WORCESTER, MA—Worcester Polytechnic Institute (WPI) has received a three-year, $25 million award from the U.S. Army Combat Capabilities Development Command Army Research Laboratory (CCDC-ARL) to advance the cold spray 3D-printing technique that could be used to repair vehicles and other critical technology in the field. Having this capability avoids the sometimes extensive wait for new parts and increasing the readiness of military units.
The cold spray technique can be used to repair metal parts or even make new parts from scratch by building up metal layer by layer in 3D printing. Cold spray uses a pressurized gas to accelerate metal powders to near supersonic speeds. The force of impact causes the powders to adhere to the metal upon impact. There is no need to first melt the powders. The process can be reduced to a portable handheld applicator, which makes it attractive for use in the field.

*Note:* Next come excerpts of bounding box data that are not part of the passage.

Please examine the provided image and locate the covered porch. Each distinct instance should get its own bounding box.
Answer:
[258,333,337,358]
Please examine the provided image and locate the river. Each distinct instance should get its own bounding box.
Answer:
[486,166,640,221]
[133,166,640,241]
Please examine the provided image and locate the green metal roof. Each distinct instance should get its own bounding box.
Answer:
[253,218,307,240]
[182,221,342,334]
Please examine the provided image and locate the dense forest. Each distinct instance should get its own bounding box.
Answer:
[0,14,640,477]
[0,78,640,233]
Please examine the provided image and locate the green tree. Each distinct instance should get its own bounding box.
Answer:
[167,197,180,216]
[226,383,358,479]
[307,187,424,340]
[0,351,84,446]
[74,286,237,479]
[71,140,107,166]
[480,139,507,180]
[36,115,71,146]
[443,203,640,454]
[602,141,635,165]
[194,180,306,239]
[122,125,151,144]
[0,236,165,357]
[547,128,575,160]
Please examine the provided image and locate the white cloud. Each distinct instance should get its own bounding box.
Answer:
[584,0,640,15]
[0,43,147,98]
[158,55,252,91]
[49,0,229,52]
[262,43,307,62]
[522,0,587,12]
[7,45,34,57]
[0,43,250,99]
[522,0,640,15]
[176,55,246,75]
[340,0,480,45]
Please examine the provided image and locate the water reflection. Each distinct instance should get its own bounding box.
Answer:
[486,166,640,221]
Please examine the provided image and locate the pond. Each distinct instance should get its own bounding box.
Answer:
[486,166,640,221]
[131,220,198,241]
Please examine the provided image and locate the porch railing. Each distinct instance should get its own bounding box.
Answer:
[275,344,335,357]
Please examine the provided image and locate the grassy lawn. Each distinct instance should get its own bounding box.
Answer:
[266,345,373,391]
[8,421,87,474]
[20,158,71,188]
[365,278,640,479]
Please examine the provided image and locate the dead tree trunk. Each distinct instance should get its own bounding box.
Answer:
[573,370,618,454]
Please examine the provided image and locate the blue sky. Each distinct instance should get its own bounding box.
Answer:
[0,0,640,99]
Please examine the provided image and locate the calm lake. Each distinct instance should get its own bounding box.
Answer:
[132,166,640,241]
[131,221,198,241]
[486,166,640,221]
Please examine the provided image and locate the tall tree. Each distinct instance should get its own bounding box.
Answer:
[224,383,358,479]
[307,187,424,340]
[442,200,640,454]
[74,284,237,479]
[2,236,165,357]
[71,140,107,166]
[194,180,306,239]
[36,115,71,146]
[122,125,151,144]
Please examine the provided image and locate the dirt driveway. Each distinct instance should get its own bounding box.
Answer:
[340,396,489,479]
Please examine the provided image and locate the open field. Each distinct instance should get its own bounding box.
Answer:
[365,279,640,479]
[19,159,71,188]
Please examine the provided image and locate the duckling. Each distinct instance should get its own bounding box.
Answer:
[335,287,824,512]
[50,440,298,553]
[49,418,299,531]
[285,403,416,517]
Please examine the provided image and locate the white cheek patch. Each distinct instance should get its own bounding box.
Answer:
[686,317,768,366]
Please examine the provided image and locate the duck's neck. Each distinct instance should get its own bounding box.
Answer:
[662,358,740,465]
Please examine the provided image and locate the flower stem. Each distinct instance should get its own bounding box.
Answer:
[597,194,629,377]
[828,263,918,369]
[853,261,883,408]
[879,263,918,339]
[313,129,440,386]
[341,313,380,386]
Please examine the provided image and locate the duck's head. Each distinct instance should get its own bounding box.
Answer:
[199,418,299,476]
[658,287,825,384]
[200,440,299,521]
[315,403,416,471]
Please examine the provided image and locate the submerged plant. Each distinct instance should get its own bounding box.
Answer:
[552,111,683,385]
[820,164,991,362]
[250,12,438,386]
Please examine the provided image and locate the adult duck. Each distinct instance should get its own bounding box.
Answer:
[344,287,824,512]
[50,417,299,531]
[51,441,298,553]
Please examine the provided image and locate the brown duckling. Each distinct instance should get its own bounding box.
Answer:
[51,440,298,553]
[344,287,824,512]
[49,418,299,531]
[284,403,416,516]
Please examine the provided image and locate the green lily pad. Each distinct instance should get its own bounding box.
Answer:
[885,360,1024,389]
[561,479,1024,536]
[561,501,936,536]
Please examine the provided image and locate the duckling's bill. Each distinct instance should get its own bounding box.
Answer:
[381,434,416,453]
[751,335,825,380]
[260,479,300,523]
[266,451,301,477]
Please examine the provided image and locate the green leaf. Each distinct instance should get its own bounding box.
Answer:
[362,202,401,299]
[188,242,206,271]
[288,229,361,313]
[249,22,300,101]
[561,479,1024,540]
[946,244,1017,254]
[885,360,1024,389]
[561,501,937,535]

“The Army is interested in cold spray 3D printing as a repair technique,” says Danielle Cote, assistant professor of materials science and engineering and director of WPI’s Center for Materials Processing Data. “It’s cheaper to repair a part than to replace it, and you get the equipment back in service faster. The Army’s primary interest is unit readiness. If you’re on a mission and need to move quickly to a safer place, and a critical part on your vehicle breaks, you’re stuck unless you can repair it quickly. That’s where cold spray comes in.”
WPI’s primary focus in this research will be on developing, characterizing, and testing new alloys optimized for use in cold spray. Cote says the characteristics of the metal powders used in cold spray are critically important since the metal is not melted before being sprayed onto a part that needs repair, nor is it heat treated after application. “With most manufacturing methods, metal alloys are alerted by first being melted, and then often heat treated to strengthen or otherwise improve their properties. With cold spray, what you end up with in the repair is exactly what you start with, so the characteristics of the powders are quite important.”
WPI will develop and study powders using a variety of state-of-the-art equipment, including instruments acquired as part of the new ARL award. These include tools to study the chemical and structural properties of the powders at the scale of nanometers, such as a SEM/EDS (scanning electron microscope and energy dispersive spectroscopy) unit, a synchronous laser diffraction and dynamic image particle analyzer to determine powder morphologies, and nanoindenters to measure nano-scaled mechanical properties.
The WPI research team, which includes postdoctoral fellow Kyle Tsaknopoulos, will also work with several subcontractors, including the University of California Irvine, the University of Massachusetts Lowell, Penn State University, and Solvus Global. A spinoff of WPI including two recent WPI PhD recipients in materials science and engineering—Aaron Birt (2017) and Sean Kelly (2018)—Solvus Global will provide commercially available powders and modify them to meet the research team’s specifications so they can be tested in actual cold spray applications.